Step 5: Compute 2D Visualization

步骤5:计算2D可视化

Use existing embeddings field OR the brain_key from Step 4:
python
undefined
使用现有嵌入字段或步骤4中的
brain_key
python
undefined

Option A: Use existing embeddings field (e.g., clip_embeddings)

选项A:使用现有嵌入字段(例如clip_embeddings)

execute_operator( operator_uri="@voxel51/brain/compute_visualization", params={ "brain_key": "img_viz", "embeddings": "clip_embeddings", # Use existing field "method": "umap", "num_dims": 2 } )
execute_operator( operator_uri="@voxel51/brain/compute_visualization", params={ "brain_key": "img_viz", "embeddings": "clip_embeddings", # 使用现有字段 "method": "umap", "num_dims": 2 } )

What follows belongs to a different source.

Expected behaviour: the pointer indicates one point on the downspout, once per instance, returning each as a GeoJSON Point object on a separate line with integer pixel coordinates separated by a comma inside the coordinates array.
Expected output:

Option B: Use brain_key from compute_similarity

选项B:使用compute_similarity中的brain_key

execute_operator( operator_uri="@voxel51/brain/compute_visualization", params={ "brain_key": "img_viz", # Same key used in compute_similarity "method": "umap", "num_dims": 2 } )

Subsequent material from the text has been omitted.